The children in the program were transferred to the Associated Students Children’s Center, which is across the street from the Infant lab center, and will remain there until the end of the semester, said John Chandler, CSUN spokesperson.
An end to the infant toddler program does not mean the center will be closed, Chandler said.
The center will remain open for preschool and kindergarten services, he said.
The center was temporarily closed in March due to an investigation of an alleged battery of a child. A lab school employee was arrested, but no charges were filed.
The sudden ending of the program was not due to the incident that happened in March, Hellenbrand said.
“(The program ended) just because of some of the administration issues we did not know of before,” Hellenbrand said. “We even had difficulty collecting the right names and numbers of parents to contact them.”
“It precipitated us to look at the structure,” he added. “After review, the administration was too thin to make sure you have supervisory depth.”
There are currently no plans of re-opening a similar program in the future within the center, Chandler said.

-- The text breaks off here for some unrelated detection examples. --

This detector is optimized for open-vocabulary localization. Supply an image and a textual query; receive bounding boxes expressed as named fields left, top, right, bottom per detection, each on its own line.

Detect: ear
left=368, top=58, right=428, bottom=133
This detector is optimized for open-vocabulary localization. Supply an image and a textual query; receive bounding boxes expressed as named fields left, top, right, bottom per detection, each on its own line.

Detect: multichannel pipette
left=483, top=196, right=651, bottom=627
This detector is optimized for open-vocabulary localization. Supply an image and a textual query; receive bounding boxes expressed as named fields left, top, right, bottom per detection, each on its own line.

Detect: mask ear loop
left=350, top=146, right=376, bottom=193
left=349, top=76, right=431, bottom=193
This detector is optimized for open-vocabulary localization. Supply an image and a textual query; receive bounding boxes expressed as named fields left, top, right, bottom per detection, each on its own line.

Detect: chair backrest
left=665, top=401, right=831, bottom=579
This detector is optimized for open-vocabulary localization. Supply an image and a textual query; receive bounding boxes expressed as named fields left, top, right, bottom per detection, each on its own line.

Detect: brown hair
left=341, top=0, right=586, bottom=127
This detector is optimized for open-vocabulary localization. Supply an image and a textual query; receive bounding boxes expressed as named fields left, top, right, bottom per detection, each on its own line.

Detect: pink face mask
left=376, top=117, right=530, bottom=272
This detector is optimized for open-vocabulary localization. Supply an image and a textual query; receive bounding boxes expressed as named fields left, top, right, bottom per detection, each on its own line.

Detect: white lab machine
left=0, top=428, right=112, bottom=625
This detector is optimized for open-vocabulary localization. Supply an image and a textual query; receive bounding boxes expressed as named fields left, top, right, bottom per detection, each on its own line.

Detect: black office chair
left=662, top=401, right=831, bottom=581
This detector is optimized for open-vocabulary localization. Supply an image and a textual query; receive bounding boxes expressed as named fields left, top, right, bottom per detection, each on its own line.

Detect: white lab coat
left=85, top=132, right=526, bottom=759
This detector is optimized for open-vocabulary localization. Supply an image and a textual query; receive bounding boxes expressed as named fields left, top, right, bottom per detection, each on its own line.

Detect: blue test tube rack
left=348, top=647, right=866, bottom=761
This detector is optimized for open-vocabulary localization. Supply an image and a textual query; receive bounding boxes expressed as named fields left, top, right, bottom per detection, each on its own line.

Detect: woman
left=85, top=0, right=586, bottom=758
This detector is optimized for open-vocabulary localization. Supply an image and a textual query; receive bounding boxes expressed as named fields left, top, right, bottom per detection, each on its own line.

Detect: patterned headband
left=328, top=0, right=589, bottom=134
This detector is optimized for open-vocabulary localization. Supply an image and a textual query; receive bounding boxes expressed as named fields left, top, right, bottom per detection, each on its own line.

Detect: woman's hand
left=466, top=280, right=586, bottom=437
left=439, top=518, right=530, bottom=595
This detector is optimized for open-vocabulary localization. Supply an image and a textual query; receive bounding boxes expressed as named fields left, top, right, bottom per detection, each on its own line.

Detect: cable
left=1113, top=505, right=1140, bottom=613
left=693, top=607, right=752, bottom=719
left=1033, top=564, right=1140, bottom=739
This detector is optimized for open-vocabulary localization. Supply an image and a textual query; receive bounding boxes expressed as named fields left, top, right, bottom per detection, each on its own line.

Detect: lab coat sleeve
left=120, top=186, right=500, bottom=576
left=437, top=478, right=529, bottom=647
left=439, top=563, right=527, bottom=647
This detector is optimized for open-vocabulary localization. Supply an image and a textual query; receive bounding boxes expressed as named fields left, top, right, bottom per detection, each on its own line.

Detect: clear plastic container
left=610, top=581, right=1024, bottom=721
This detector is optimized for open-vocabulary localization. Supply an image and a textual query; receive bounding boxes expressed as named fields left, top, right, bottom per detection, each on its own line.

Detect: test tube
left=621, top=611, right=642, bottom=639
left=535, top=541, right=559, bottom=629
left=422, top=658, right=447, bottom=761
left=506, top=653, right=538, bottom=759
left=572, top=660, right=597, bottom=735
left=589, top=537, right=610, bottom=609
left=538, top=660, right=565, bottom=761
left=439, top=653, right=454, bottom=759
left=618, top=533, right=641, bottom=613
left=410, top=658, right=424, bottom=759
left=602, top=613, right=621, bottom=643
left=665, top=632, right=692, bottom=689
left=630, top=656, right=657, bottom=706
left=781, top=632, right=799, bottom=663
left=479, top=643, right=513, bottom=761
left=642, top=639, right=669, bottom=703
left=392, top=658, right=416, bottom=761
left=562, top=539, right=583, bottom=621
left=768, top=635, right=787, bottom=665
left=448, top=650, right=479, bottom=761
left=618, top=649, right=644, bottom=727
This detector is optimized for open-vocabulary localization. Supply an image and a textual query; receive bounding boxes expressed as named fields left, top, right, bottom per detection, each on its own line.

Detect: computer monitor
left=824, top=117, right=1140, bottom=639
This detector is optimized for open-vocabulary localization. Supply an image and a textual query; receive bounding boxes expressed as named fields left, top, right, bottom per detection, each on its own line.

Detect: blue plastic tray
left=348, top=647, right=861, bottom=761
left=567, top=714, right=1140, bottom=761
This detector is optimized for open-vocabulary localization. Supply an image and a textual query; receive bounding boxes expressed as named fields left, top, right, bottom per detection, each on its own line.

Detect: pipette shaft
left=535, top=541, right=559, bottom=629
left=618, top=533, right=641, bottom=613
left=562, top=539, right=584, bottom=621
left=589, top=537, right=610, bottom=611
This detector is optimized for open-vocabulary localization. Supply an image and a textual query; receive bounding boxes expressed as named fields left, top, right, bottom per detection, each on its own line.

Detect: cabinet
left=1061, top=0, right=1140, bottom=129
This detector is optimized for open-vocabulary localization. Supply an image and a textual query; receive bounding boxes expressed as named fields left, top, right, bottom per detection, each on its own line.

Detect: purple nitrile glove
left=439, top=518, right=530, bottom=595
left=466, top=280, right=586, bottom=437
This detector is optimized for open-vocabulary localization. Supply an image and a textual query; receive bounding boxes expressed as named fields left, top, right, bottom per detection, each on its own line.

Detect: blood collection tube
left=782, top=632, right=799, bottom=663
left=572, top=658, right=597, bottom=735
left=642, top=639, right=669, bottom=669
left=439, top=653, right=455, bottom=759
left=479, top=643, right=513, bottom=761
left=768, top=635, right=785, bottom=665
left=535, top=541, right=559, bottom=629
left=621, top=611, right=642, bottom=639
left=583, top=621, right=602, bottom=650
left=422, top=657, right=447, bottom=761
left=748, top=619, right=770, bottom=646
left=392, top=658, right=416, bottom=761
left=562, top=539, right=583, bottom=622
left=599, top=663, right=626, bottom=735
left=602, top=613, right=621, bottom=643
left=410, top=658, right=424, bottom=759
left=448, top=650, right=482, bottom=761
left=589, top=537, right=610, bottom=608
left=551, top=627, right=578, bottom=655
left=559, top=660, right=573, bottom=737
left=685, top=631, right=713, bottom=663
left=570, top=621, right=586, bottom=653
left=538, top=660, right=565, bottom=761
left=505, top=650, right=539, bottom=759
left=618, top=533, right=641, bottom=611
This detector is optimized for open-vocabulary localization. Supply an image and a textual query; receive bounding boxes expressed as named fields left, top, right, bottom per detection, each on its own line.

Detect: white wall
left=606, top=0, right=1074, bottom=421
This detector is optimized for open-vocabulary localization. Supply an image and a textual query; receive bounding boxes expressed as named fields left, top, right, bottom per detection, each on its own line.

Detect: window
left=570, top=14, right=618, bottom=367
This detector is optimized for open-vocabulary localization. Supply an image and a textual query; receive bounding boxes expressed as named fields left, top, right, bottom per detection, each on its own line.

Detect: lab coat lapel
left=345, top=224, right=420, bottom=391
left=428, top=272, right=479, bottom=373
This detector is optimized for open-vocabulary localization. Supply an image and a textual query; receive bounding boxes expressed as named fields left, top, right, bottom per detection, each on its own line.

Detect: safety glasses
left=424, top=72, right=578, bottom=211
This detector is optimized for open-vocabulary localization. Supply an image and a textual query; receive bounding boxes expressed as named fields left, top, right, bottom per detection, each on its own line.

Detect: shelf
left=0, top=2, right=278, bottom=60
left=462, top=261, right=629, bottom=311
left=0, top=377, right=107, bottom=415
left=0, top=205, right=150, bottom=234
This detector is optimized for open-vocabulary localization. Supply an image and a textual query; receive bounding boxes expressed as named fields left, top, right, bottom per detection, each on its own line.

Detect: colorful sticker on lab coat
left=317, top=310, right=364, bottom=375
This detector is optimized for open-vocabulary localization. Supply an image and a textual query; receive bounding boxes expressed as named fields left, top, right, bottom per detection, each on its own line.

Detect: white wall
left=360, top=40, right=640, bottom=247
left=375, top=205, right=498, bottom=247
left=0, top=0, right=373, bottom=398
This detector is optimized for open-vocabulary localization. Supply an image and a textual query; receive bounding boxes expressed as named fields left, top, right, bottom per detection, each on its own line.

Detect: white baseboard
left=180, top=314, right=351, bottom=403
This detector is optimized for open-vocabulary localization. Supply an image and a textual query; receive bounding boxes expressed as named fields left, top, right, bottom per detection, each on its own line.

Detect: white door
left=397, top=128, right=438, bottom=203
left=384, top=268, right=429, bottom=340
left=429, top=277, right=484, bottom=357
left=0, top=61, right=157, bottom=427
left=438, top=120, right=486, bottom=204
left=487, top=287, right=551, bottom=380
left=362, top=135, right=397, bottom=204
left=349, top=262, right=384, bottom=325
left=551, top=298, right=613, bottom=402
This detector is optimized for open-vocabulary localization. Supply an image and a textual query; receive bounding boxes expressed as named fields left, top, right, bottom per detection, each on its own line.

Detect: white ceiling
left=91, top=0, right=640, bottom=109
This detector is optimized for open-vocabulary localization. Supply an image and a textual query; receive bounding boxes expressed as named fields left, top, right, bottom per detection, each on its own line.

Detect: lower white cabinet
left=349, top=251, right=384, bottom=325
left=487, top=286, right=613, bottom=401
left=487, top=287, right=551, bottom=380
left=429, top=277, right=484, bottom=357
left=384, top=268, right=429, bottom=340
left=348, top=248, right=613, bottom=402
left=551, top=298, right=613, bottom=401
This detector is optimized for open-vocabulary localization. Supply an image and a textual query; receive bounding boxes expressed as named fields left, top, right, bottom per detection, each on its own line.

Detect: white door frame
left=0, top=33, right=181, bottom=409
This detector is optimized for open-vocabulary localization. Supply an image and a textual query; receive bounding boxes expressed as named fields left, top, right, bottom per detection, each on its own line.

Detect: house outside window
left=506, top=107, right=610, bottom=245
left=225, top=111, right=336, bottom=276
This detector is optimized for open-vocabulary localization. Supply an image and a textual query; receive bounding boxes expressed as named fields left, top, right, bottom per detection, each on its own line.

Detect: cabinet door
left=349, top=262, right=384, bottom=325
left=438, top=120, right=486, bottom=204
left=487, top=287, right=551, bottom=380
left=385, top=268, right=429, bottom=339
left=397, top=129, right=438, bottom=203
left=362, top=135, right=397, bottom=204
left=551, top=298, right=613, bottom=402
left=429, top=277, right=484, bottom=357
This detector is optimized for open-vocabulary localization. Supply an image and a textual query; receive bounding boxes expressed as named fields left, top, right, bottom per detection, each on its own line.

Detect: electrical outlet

Despite the incident earlier in the semester, some parents still showed interests in the other programs, Hellenbrand said.
The parents of the children enrolled in the infant toddler program and those on the waiting list that were still interested were allowed to be put on the list for the preschool and kindergarten program, Chandler said.
The programs offered have had high praise from parents that have children in the program, said Phyllis Wang, senior IT consultant at CSUN.
“I heard from another coworker that the lab school here is a good school,” Wang said, who tried enrolling her baby son into the program, but was put on the waiting list. “I liked it because they were students trying to get a degree, so they must be good and love kids.”
News of the arrest concerned some parents, including Wang.
“I was shocked at what happened,” she said. “I am not going to send my son there unless that person is not working there anymore.”
Wang has not ruled out enrolling her son in the other programs, such as the preschool program.
“I want to know them and feel safer,” Wang said.
The infant toddler program was implemented into the center in 2002. It was open to the community to take care of infants and toddlers and help develop them, which would eventually include preschool and kindergarten, Chandler said.
The program did not have many children. It only had about a dozen, compared to the dozens enrolled in the preschool and kindergarten program has. The program was so popular that it had a waiting list. Some parents even enrolled their child before they were born.
The main reason for having the programs in the center is for students to get their degrees, Chandler said.
Students working in the center are studying in the department of family and consumer sciences, which is in the college of health and human development. The center also has teachers supervising the students working for their degrees.
“It is primarily a training ground for students in the college, for students studying childcare,” Chandler said.